«Falls sie Kokain nahm, war es Naivität»
Bei Swiss Olympic ist man konsterniert über den schweren Kokain-Verdacht, der über dem nunmehr ehemaligen Schweizer Tennis-Star Martina Hingis lastet. Die Haarprobe, mit der die Sportlerin den Gegenbeweis antreten will, dürfte wertlos sein.
Für André Vonarburg, Athletenvertreter bei der Dopingbekämpfungsstelle von Swiss Olympic, ist die Nachricht ein Schock. Erst von 20minuten.ch erfährt er von der Bombe, die Martina Hingis heute in Zürich platzen liess.

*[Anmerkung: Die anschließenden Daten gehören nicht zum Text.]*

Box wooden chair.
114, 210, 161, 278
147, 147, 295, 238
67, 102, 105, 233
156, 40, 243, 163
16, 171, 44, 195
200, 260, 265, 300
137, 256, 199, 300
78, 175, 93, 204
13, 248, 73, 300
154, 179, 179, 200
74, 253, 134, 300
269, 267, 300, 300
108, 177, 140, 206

«Das ist mir unverständlich und erschreckend. Ich bin vor den Kopf gestossen», ist die erste Reaktion des Schweizer Ruderers. «Ich kann auch nicht nachvollziehen, wieso Martina Hingis Kokain nehmen sollte.» Er schätzt Kokain als Mittel zur Leistungssteigerung für Sportler als kontraproduktiv ein.
«Die Tests sind sicher»
«Falls sie es genommen hat, dann aus Naivität», so Vonarburg. «Die Labore arbeiten seriös. Wenn A- und B-Probe positiv sind, stellt sich schon die Frage, wie das Kokain in die Probe reingekommen ist.» Und: Wenn nicht nur die A-Probe sondern auch die B-Probe positiv sei, dann stimme der Befund mit grosser Sicherheit.

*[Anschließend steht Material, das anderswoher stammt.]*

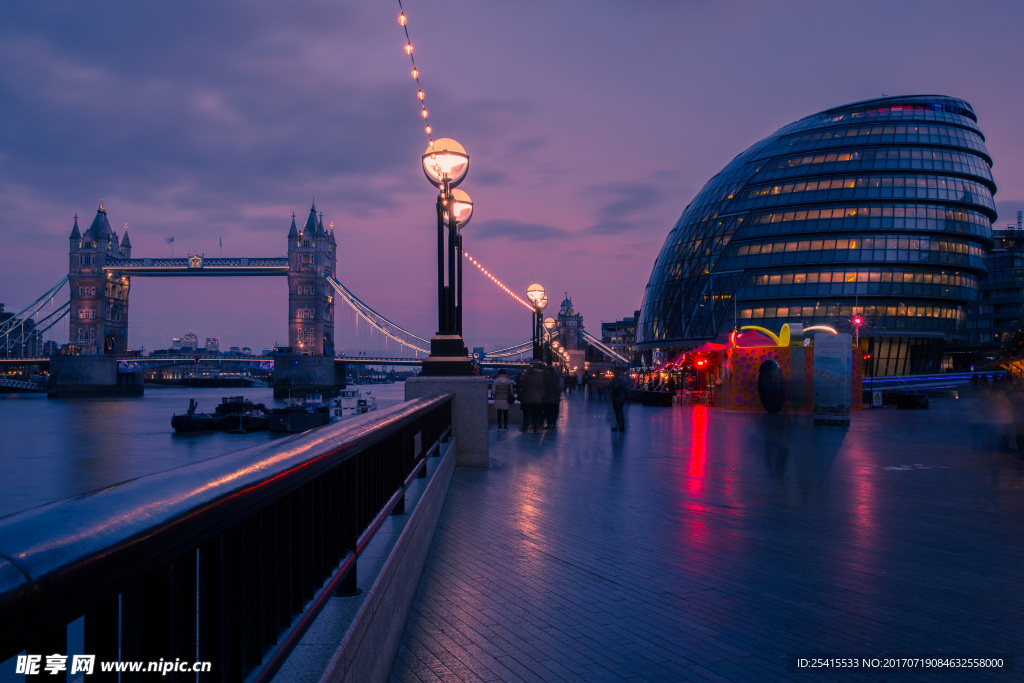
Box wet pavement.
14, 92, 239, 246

Dieser Meinung ist auch der Pharmazeut bei der Dopingbekämpfungsstelle von Swiss Olympic, Hans-Peter Grünig. «Die Tests sind sicher. Da sollte kein Fehler passieren.» Egal wie Kokain aufgenommen wird, ob durch Nasenscheidewand oder - wie Martina Hingis an der Pressekonferenz mutmasste - unabsichtlich oral eingenommen wird: Bei der Ausscheidung im Urin kann die Droge mit grosser Sicherheit nachgewiesen werden. Für den Haartest, den Hingis selbst angefertigt haben will und der laut der Sportlerin negativ ausgefallen sei, hat man bei Swiss Olympic keine Erklärung.
Haarprobe wertlos
Den Versuch von Hingis, das Ergebnis der beiden Dopingproben mit einem negativen Haartest anzuzweifeln, schätzt Swiss-Olympic-Chefarzt Dr. Beat Villiger als wertlos ein. Villiger: «Mit dem negativen Haartest kann Martina Hingis nur beweisen, dass sie nicht chronisch kokste», erklärte der Direktor des Paraplegiker-Zentrums Nottwil auf Anfrage.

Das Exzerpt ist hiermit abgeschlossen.